Sunday, June 14, 2015

Wrongly Convicted: High-Fructose Corn Syrup

The use of high-fructose corn syrup (HFCS) has become the punching bag of those who are legitimately concerned about the ubiquitous practice of adding large quantities of refined sugar to processed foods, cereals, and to manufactured beverages of all kinds.  However, focusing on the perils associated with the use of HFCS while tacitly or explicitly approving the addition of more ‘natural’ sugars to food and beverages is a misrepresentation of the link between the addition of refined sugars to our diet and the current epidemic of obesity and diabetes.  The fact is that HFCS and table sugar (sucrose) are identical in their chemical composition and there is no evidence that they have differential effects on the rate of obesity or diabetes. It is the total amount of refined sugar in the diet that is important not whether it comes from sugar cane or beets (sucrose), or from corn (HFCS).
Sucrose, or ordinary table sugar, is chemically classed as a disaccharide in which each molecule is formed by the combination of two simple sugar molecules, one glucose and one fructose.  Corn syrup is derived from corn starch and the sugar it contains is 100% glucose which is not as sweet as fructose.  To produce a realistic substitute for table sugar, corn syrup is modified to a high-fructose corn syrup that has the same percentage of fructose and level of sweetness as table sugar.

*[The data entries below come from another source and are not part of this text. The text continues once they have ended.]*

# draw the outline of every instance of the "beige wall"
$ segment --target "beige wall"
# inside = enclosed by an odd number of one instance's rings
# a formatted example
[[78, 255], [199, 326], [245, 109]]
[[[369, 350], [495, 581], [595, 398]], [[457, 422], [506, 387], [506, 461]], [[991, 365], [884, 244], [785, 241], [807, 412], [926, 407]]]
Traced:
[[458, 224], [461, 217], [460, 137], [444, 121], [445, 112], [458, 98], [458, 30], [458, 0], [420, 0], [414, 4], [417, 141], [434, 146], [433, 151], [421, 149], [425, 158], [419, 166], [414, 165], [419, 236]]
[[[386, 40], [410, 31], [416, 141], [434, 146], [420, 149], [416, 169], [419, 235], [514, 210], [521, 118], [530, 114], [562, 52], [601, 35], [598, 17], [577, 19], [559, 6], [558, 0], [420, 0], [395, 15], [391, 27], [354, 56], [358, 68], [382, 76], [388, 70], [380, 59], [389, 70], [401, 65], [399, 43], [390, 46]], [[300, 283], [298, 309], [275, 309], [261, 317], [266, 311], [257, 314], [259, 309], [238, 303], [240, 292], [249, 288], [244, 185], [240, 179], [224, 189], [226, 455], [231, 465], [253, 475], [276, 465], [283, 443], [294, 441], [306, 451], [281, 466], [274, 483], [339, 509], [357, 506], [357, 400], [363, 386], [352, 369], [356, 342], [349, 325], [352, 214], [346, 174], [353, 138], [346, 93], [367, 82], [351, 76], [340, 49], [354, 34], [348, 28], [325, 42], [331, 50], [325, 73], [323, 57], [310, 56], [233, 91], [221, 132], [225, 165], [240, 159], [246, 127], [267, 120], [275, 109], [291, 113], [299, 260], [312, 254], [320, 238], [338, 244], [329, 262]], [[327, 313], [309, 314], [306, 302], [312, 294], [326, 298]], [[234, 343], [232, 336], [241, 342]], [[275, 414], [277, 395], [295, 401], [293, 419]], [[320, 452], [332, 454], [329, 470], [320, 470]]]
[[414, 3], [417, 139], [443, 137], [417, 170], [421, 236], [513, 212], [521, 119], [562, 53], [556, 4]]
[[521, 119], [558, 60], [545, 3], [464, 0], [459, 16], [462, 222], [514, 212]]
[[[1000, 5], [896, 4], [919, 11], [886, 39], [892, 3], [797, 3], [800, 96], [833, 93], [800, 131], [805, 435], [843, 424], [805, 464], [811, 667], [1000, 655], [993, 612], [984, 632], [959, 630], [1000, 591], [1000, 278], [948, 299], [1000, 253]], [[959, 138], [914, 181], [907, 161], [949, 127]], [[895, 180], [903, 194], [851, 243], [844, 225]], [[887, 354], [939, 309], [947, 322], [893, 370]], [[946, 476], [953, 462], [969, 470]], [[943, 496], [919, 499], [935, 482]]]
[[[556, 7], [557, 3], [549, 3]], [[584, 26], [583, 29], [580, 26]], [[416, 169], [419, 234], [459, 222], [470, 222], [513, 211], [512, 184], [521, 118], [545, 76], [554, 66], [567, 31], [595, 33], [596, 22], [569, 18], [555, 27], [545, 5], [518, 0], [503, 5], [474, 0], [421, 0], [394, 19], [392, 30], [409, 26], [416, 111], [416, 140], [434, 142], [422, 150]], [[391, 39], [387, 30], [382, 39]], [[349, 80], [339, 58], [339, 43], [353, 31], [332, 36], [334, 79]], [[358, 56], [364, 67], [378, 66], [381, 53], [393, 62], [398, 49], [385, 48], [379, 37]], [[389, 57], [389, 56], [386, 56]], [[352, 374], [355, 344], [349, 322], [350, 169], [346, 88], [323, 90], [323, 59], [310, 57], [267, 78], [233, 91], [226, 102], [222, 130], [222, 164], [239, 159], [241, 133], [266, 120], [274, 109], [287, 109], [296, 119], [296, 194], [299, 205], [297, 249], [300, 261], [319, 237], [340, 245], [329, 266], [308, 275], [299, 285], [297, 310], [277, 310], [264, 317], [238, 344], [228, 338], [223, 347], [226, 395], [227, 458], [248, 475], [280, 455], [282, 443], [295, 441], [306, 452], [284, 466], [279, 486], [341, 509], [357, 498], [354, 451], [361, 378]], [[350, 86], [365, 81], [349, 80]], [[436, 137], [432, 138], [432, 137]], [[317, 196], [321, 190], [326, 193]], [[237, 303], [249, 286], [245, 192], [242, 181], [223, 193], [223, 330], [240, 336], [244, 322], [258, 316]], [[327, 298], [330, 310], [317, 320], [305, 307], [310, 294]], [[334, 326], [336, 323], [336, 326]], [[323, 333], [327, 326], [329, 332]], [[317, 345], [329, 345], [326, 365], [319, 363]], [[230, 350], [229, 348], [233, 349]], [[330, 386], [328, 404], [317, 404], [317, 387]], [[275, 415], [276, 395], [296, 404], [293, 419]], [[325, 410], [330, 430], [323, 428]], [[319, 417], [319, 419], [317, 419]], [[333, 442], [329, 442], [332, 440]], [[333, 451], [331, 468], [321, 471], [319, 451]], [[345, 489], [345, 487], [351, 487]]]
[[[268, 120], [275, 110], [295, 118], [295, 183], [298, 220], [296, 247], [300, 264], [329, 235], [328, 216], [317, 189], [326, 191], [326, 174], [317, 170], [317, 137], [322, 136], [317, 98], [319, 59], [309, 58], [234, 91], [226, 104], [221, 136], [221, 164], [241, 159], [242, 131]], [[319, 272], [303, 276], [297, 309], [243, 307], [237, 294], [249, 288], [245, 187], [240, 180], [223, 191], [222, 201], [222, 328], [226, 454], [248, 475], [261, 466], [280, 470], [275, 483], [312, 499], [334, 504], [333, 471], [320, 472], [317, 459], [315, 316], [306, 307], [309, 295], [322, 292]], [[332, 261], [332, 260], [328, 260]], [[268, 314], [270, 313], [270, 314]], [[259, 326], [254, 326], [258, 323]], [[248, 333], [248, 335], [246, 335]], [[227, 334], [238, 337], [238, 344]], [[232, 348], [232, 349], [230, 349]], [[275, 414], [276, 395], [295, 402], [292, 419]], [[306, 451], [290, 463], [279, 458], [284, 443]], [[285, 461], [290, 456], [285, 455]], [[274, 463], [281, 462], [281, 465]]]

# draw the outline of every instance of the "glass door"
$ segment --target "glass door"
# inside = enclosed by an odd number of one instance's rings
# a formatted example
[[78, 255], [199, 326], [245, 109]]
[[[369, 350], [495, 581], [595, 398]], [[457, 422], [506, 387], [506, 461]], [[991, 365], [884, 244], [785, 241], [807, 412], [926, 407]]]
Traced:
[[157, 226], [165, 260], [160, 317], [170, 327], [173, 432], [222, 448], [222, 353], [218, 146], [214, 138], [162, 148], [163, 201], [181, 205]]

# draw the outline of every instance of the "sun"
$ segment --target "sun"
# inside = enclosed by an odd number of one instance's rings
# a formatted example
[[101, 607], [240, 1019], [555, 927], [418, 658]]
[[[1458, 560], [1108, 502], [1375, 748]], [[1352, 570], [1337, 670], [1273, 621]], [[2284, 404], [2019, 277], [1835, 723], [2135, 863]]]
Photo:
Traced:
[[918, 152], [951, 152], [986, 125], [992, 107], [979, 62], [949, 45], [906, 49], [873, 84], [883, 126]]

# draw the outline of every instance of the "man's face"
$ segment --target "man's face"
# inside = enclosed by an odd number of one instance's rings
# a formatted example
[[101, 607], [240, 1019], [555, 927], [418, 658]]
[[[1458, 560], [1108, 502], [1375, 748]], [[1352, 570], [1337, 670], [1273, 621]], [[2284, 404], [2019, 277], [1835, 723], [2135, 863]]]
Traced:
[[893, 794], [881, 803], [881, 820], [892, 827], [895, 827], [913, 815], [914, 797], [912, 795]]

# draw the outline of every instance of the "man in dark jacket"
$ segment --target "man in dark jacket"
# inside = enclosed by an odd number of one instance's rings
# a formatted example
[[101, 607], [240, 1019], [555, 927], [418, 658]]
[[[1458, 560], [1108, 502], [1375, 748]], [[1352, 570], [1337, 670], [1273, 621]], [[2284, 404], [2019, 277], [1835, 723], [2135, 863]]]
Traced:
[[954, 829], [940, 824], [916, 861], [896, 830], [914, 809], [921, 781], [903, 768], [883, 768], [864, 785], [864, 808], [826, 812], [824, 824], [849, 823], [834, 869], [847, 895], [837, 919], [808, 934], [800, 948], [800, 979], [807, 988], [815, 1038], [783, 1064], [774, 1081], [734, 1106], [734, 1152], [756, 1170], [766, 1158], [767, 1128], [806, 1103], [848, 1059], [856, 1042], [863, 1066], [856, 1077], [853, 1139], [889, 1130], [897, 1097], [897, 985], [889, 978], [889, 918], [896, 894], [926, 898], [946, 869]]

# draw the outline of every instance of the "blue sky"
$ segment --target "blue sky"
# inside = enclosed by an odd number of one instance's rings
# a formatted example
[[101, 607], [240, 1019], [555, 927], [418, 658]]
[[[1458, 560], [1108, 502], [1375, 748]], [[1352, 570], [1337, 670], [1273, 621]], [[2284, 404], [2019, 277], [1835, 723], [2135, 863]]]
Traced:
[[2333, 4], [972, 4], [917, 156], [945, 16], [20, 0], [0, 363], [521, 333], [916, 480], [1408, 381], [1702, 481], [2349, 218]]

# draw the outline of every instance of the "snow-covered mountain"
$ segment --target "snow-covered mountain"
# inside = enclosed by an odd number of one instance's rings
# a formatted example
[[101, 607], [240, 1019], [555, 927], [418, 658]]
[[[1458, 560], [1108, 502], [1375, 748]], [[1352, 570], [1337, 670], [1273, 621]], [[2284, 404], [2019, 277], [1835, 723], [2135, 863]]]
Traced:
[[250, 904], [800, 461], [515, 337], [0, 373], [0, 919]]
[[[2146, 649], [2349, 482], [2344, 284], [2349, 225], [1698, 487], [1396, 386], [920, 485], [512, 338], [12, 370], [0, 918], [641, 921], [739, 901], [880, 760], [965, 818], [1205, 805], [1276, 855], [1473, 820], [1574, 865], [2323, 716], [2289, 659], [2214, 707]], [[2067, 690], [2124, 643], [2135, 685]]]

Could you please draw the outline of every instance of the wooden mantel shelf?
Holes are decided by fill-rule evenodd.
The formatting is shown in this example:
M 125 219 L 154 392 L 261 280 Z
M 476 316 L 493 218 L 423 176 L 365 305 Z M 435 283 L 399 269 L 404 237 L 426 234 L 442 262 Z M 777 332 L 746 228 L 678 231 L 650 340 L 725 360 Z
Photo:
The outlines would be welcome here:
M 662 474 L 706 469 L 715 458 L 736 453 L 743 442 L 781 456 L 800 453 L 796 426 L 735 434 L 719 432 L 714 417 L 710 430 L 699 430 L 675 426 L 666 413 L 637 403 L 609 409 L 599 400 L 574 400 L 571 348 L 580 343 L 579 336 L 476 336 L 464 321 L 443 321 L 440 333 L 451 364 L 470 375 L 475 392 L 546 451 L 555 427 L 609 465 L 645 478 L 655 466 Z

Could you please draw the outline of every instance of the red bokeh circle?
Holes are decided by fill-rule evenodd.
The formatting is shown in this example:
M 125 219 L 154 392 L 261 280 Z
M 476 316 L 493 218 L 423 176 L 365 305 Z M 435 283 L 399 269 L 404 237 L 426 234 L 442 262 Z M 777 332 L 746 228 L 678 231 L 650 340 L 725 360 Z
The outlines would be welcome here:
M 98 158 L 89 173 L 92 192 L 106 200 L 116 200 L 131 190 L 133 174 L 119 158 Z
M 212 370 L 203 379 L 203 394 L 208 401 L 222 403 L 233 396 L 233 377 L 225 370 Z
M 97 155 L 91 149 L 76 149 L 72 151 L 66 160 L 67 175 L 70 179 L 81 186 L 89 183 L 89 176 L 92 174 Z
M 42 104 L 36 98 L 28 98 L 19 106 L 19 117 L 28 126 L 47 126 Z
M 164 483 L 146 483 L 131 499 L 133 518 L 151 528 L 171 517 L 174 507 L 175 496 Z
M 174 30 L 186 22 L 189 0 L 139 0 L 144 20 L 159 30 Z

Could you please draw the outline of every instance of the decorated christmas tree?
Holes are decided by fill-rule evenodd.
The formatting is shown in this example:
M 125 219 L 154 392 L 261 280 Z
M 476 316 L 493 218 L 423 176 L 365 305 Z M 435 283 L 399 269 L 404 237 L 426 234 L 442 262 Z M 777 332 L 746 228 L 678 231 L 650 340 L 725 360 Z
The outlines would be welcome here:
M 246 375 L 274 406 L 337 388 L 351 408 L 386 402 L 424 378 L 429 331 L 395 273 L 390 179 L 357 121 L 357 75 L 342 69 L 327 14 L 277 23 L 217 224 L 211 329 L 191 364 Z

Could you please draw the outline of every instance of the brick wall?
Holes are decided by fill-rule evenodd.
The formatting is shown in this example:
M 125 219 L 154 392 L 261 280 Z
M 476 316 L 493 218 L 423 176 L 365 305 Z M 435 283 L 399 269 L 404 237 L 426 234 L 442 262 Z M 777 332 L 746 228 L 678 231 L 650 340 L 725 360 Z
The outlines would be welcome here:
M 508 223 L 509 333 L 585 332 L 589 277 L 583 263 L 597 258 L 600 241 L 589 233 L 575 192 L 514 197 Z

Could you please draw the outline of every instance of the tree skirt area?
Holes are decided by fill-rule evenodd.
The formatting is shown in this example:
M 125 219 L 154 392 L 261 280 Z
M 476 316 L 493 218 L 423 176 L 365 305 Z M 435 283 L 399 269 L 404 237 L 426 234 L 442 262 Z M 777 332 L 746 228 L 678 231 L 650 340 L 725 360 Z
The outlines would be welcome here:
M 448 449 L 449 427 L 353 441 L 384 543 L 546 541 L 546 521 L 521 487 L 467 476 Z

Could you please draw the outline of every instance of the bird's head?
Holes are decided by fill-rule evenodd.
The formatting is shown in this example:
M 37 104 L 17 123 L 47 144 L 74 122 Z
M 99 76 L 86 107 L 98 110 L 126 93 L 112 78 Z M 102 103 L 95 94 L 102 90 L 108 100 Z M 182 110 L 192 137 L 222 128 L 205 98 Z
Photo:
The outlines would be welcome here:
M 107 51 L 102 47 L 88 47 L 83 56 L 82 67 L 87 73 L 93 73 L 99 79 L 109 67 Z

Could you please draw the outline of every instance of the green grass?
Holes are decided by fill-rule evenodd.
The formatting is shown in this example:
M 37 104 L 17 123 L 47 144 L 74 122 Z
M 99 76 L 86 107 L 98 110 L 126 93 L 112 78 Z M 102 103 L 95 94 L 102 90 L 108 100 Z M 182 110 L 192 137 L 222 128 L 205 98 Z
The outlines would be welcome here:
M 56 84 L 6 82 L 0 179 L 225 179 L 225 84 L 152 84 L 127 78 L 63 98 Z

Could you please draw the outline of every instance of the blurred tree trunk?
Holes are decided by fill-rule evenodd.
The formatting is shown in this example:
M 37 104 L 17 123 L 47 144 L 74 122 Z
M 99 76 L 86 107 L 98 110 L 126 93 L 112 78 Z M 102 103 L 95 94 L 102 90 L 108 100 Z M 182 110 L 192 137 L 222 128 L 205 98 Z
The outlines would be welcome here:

The most ardent critics of the practices of the food industry agree that there are no fundamental chemical differences between sucrose and HFCS.  However, it is certain that the introduction of HFCS as an additive to food and beverages has facilitated a large increase in the total amount of refined sugars we consume with its concomitant negative effects on health.  The damage being wrought by HFCS is because its often low cost relative to cane sugar has made it possible for food producers to increase the amount of added sugar in their products without having to implement the cost increases that might impact consumer demand.  Although food producers, with the help of HFCS, have been able to give consumers the sweetness they seem to crave without requiring them to pay the price, the ultimate cost to the consumers in terms of poor health is likely to be much higher than they bargained for.